花小麦一瞧,立时后退半步,忙不迭挡开她的手:“这青油油的,我看一眼牙就倒了,你还让我吃,想酸死我啊?下午我就把它做成梅脯,放上几日咱们分着吃,这大热天,啖两枚也好解解暑。”语毕,做个深呼吸,将那一口浊气尽数吐出,转身去了厨房忙碌不提。
……
小饭馆儿的扩建进展顺利,除了白日里动静大了些,惹得几个前来吃饭的食客抱怨了两回之外,就再没出任何纰漏,鱼塘已初见雏形,东北角也拾掇了出来,一切井然有序。
田里的番椒渐渐透出些许红色,孟郁槐终于自县城搬回家中,将那护佑库丁的活儿,转到了旁人手中,踏踏实实给自个儿放了几日假,或是在工地上盯着,或是于田间走动,当然,把握一切机会和媳妇腻在一块儿,更是重中之重,绝对不可以敷衍懈怠。
柳太公没有再来与花小麦提买番椒的事,然而随着收获之日越来越近,村里却陆陆续续有人上得门来,言语间透露出想买种子的意思,并且毫无例外,希望这价钱上,能够“看在乡里乡亲的份上让一让”。
花小麦不堪其扰,又委实不愿让步,索性把事情一股脑儿地往孟郁槐身上赖,扭着他胳膊愁眉苦脸道:“依你看,这事儿怎么办才好?”
第二百三十四话 红脸白脸
孟郁槐也是觉得有点棘手,偏过头去往村间小路上张了张,并未立刻作答。
他夫妻两个白日里甚少在家闲着,是以,村里那些个想买番椒种,提前跑来讨价还价的村民,便也络绎不绝地往小饭馆儿赶。连着三五日都是这样,门槛都要踩塌,买卖也没法儿好好做,惹得花小麦动辄冒火,就连他自己,饶是向来对村里人和善,也有些烦不胜烦。
几个月前番椒播种时,村里尚有许多人颇不以为然,话里话外地叫他“莫要甚么都依着自家媳妇”,这会子还未到收获之时,那起人却突然态度大变,还能因为什么?十有**,不正是那柳太公鼓动撺掇的吗?
这老头,真是……
花小麦原本便不痛快,此刻见孟郁槐不说话,就愈加憋闷,不轻不重在他胳膊上拍了一下,语带埋怨道:“你倒是给个主意呀,难不成你真如那柳太公所言,素日与他投契,眼下抹不开面子,就打算依了他了?我可把话说在前头,虽然你一向待我好,但这事你若胡乱做主,我真翻脸的!”

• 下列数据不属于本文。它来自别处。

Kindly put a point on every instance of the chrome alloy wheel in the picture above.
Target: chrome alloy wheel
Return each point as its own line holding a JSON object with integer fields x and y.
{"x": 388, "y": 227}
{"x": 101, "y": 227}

孟郁槐哭笑不得,回身冲她无奈地摇摇头:“你当我糊涂了?这不是还在琢磨吗?”
“那你要想多久啊?!”花小麦使劲跺了跺脚,“咱们从不曾想过要赚那起黑心钱,可再怎么说,也不能吃亏吧?我粗略算过,咱家那两块田,总共大约能产两千多斤番椒,当中的一半是要留着自用的,剩下那些卖给大家伙儿,他们即便只买个六七斤,拿回去晒干之后把种子取出来,也足够种一亩地。能花多少钱呀!明晓得这番椒是稀罕物,捏着钱都难买,却偏生指望着从咱们这儿讨便宜。这是什么道理?”
“我晓得你心焦,但气有何用?”孟郁槐见她脸都红了。便伸手安抚地拍拍她的背。
花小麦却是意犹未尽,悻悻地又道:“若是真个没钱,那也倒还罢了,可我听腊梅嫂子说,那柳太公家中吃的茶叶都是一二百文一斤的,他短这两个钱?我还没打算卖那么贵呢!一斤五十文而已,满打满算。咱不过赚个几十吊罢了,家里也并不等着使,可难道咱辛苦这么久,为的就是给旁人做嫁衣裳?惹火了我。一颗都不卖与他们,看他们又能怎样!”
她这两日,也不知是不是天儿太热的缘故,心头燥得很,明知这样抱怨个不休也是无益。且非常烦人,却偏生管不住自己的嘴,胸中好似点了一把火,一路烧到嗓子眼儿,若不赶紧撒发出来。便会将自己烧个灰飞烟灭。
番椒即将收获,这是喜事啊,却为何竟如此糟心?
正说话间,偏巧孟老娘自家里来了,眼梢只一瞟,便察觉花小麦情绪不对头,当下便把嘴皮子一掀,冷声讥诮:“猴跳甚么,有人踩了你尾巴了?也不瞧瞧时辰,晚饭做了吗?我饿了。”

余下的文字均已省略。